Zerstören wir nur die Leuchte, so steigt der Ölstand deswegen leider nicht an, im Gegenteil. Das erste Symptom, die erste Alarmleuchte zeigt sich in der Regel an der Haut oder der Schleimhaut. Missachten wir diese Zeichen, so sinkt unser Ölstand weiter und die schrillere Leuchte zeigt sich diesmal an deutlich empfindlicheren Organen. Statt der – für das Organzusammenspiel – noch am ehesten harmlosen Hauterkrankung treten Probleme an stufenweise immer lebenswichtigeren Organen auf. Meistens erkranken dann zunächst die paarigen Organe wie Lunge und Nieren, im weiteren Verlauf dann die nichtpaarigen wie Herz und Leber und irgendwann möglicherweise das Gehirn.

Die Zerstörung dieser Leuchten bezeichnen wir als Unterdrückung. Damit verleugnen wir die Krankheit, die hinter dem Symptom steckt, zerstören ihren Hilfeschrei und tragen so dazu bei, dass die Krankheit im Inneren unseres Körpers weiter fortschreitet.

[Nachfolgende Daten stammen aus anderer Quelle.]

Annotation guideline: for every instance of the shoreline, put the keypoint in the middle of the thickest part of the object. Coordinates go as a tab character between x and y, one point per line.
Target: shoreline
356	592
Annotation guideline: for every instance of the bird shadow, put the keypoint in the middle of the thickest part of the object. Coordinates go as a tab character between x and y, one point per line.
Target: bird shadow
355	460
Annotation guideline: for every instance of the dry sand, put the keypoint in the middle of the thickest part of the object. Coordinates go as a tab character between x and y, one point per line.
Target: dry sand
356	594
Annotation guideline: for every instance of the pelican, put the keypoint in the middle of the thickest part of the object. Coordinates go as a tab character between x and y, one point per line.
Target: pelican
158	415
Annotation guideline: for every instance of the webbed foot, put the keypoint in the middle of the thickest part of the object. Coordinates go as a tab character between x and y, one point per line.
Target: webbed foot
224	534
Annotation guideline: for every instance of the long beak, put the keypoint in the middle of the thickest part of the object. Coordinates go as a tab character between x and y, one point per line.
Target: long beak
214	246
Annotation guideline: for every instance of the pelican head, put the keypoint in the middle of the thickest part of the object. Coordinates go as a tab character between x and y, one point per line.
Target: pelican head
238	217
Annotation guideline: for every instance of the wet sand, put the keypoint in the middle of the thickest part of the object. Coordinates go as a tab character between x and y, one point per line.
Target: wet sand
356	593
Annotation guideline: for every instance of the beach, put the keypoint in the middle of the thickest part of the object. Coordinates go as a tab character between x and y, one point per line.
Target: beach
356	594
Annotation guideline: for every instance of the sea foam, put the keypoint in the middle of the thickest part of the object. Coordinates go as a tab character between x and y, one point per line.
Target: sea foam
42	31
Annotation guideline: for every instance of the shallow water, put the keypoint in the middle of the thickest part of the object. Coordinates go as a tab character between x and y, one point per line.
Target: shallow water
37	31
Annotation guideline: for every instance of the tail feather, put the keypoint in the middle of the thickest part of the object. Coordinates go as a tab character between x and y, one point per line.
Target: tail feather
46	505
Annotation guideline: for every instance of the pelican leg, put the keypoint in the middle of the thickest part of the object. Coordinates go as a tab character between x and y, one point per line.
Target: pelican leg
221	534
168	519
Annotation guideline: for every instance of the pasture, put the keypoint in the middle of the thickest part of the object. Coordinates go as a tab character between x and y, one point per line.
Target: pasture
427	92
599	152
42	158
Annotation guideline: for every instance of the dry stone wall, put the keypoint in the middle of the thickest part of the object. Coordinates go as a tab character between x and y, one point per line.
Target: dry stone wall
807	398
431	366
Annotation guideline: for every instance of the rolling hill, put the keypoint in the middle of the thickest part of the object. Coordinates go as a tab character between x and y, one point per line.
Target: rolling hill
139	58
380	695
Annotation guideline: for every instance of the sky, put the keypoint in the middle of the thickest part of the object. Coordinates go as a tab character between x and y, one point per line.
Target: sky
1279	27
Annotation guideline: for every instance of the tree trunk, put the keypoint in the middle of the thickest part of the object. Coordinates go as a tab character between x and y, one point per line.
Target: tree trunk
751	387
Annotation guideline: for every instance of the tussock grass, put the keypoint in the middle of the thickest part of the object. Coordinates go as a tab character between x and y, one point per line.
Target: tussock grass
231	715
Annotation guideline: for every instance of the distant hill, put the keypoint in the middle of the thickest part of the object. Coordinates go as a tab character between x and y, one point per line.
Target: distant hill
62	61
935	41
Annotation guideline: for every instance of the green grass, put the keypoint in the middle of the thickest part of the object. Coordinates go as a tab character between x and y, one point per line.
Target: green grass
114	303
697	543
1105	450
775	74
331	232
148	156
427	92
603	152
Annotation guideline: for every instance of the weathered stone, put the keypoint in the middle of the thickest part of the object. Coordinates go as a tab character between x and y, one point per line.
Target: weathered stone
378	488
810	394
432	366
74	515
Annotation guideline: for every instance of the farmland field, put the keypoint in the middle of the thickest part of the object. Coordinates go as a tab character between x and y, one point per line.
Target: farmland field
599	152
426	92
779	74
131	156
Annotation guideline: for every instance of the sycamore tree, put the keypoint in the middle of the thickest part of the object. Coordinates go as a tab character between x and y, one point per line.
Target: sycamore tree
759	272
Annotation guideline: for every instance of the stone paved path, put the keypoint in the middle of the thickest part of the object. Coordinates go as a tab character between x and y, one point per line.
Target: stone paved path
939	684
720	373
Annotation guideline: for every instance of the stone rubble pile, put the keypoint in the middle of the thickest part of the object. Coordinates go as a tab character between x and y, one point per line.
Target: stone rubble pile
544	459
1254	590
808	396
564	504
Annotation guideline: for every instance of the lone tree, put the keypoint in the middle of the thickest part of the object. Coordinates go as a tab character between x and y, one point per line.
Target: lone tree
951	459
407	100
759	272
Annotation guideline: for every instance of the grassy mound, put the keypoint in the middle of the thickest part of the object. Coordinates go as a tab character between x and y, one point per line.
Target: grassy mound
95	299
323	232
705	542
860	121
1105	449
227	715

In der Schulmedizin setzt meistens schon mit der Behandlung der Neurodermitis im Kindesalter die Kaskade an Unterdrückungen ein: Die Hautsymptome werden mit Cortison oder Harnsäure „weggeschmiert“, die Therapie scheint nach außen hin erfolgreich, aber innen sinkt der Ölstand weiter. Nach einer gewissen Zeit leuchtet die rote Leuchte mit Asthmaanzeichen. Auch diese zerstören/“behandeln“ wir mit Inhalationscortison und anderen Medikamenten. Das Asthma scheint jetzt im Griff, aber in unserem Motor wird der Ölstand bald in den kritischen Bereich fallen. Und schließlich wird der Motor an irgend einer Stelle vollends zerstört. Die Schwächung der Lebenskraft hat auf diese Weise immer weiter zugenommen, das Erscheinungsbild der immer gleichen inneren Krankheit ist von der Hautoberfläche auf immer wichtigere innere Organe verschoben worden.